The explanation is recorded in minutes of the staff committee and during a debate on the annual health and safety report when councillors inquired as to the difference between intimidating and threatening behaviour.

“Officers advised that intimidating behaviour is action that could escalate to threatening and threatening behaviour is a direct threat,” says the minutes of the meeting held earlier this month.

“The point was made that if a member of the public does not get the service they want do they not have the right to raise their voice?

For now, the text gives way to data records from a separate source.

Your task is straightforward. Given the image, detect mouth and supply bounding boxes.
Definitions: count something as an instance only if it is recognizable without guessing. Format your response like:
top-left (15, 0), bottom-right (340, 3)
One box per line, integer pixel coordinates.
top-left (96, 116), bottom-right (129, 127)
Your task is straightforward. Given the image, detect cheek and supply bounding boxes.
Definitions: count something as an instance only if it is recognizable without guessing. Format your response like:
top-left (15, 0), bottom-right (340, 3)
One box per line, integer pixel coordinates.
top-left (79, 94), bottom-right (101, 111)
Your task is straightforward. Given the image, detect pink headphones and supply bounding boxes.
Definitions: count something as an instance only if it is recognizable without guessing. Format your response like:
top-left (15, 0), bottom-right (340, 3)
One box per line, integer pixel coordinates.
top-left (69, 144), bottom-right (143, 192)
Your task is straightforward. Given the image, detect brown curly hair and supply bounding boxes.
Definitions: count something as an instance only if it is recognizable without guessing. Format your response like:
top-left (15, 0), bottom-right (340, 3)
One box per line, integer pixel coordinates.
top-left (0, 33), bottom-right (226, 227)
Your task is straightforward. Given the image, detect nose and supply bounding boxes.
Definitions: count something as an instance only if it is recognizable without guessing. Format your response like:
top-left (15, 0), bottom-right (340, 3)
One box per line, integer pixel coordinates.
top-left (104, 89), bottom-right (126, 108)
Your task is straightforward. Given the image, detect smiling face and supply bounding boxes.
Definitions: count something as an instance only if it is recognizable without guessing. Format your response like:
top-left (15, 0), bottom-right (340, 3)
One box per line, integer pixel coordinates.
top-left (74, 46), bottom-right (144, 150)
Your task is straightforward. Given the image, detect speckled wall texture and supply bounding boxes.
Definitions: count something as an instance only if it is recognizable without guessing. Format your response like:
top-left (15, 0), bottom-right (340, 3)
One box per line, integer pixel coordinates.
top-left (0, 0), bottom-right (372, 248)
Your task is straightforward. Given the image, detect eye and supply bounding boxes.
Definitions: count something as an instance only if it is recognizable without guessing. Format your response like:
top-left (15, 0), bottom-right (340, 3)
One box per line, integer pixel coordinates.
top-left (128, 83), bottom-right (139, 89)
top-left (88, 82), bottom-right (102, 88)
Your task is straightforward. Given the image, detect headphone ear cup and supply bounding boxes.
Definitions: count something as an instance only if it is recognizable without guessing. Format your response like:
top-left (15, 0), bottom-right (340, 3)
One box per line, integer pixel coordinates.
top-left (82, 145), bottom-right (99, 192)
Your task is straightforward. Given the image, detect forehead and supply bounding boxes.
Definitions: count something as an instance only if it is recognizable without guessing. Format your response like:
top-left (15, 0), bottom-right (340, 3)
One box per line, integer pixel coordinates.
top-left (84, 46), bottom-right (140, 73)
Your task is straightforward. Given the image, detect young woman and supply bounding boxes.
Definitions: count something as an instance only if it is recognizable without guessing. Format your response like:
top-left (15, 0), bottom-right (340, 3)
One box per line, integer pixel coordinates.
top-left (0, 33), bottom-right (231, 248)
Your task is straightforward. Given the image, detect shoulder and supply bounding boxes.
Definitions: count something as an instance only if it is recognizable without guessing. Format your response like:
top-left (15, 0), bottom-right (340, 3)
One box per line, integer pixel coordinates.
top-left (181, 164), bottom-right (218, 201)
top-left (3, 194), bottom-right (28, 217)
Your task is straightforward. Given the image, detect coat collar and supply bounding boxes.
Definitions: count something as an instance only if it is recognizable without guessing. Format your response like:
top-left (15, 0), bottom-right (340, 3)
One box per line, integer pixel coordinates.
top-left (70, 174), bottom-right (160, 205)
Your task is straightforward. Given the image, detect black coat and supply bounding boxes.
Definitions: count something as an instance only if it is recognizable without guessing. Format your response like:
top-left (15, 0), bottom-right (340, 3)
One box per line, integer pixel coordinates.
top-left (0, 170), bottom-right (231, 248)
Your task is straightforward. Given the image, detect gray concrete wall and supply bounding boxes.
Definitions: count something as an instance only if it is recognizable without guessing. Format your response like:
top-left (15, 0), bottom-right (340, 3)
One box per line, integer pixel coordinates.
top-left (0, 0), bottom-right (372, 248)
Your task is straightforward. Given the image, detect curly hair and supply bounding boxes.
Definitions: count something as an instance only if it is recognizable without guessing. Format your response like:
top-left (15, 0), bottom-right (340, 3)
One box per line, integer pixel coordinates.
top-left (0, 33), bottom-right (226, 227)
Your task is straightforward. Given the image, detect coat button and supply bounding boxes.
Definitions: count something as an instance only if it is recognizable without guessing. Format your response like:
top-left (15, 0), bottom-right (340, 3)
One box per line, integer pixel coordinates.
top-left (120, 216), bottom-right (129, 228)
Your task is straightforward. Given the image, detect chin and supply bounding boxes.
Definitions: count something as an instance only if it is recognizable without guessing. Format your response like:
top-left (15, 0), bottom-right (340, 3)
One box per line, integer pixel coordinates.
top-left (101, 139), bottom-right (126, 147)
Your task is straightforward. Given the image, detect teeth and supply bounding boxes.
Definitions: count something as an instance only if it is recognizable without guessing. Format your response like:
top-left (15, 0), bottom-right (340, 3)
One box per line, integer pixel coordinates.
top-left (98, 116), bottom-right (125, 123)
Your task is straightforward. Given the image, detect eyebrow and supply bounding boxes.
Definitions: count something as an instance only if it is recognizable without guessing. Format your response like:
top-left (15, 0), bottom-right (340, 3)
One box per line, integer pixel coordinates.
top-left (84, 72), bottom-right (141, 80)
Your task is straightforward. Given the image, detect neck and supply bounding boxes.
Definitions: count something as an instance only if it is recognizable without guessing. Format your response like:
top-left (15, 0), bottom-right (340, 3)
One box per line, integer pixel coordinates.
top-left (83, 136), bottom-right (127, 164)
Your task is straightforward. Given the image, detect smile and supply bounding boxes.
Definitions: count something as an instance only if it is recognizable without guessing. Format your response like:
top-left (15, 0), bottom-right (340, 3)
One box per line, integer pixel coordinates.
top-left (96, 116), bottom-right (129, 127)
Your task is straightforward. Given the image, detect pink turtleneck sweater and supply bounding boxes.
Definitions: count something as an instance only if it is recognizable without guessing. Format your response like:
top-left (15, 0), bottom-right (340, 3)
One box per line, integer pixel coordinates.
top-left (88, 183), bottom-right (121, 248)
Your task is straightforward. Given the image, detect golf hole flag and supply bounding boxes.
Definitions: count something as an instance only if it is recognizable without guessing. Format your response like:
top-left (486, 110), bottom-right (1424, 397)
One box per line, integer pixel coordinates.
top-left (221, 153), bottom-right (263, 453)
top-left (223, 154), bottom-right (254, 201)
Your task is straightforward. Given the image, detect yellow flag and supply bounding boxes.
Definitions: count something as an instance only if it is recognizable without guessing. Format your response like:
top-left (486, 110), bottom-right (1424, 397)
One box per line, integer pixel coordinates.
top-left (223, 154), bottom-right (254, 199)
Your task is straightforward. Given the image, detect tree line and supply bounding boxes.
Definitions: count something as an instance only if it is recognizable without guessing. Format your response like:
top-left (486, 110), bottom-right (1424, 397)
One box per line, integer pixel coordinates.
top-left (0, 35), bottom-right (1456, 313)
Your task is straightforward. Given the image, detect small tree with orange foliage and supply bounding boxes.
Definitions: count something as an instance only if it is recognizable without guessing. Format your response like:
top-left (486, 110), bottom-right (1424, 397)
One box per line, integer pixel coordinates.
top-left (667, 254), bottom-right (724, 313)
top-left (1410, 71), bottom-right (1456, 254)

“Officers agreed that a person does have the right to raise their grievances but the council has a duty of care to its staff and to ensure that they are not exposed to behaviour that could put that member of staff at risk and they should be spoken to in a reasonable way to avoid a situation that could escalate.”

Hope that explanation helps.

THOSE of us who fervently claim him to be of Cambridgeshire descent may not like the fact the BBC is reporting that Suffolk’s anti-slavery campaigner Thomas Clarkson is being remembered on a special day of prayers.

Although conceding that Clarkson was born in Wisbech, they point to the fact he later lived in Bury St Edmunds (Suffolk) and in Playford (Suffolk) where he lived on a 340 acre farm.

In 2010, the General Synod of the Church of England passed a recommendation that Clarkson’s name be added to the list of those already commemorated on 30 July in a day of prayer known as a ‘lesser festival’.

A midday service will be held at St Mary’s church in Playford today and flowers will be laid at the obelisk in the churchyard which commemorates Clarkson’s work.

“Thomas Clarkson certainly deserves his elevation,” said Canon Pauline Stentiford of Playford, who’ll be leading the prayers.

“He was one of the instigators of the anti-slavery movement and a man who worked hard behind the scenes for the cause.

“He lived in the shadow of William Wilberforce and has been largely overlooked.”

And, on this occasion at least, overlooked in Wisbech, too.

PRISONERS at Whitemoor are among those to be allowed once again to take part in arts events such as comedy workshops and fancy dress parties, trilled Justice Minister Crispin Blunt.

Mr Blunt said he was lifting the ban imposed two years ago by the former Labour government.

He criticised the way former justice Secretary Jack Straw imposed the ban following press reports that a terrorist had enrolled in a stand-up comedy workshop at Whitemoor Prison and that lifers at Holloway had taken part in a fancy dress party.

“As a measure it was typical of the last administration’s flakiness under pressure,” he said.

“At the slightest whiff of criticism from the popular press, policy tended to get changed and the consequence of an absurd over-reaction to offenders being exposed to comedy in prison was this deleterious, damaging and daft instruction.”

Mr Blunt made his comments whilst his boss, David Cameron, was in America patching up relationships with the America administration.

On his return Mr Cameron over ruled him and the idea was promptly dropped.

Fearful perhaps of the slightest whiff of criticism from the popular press?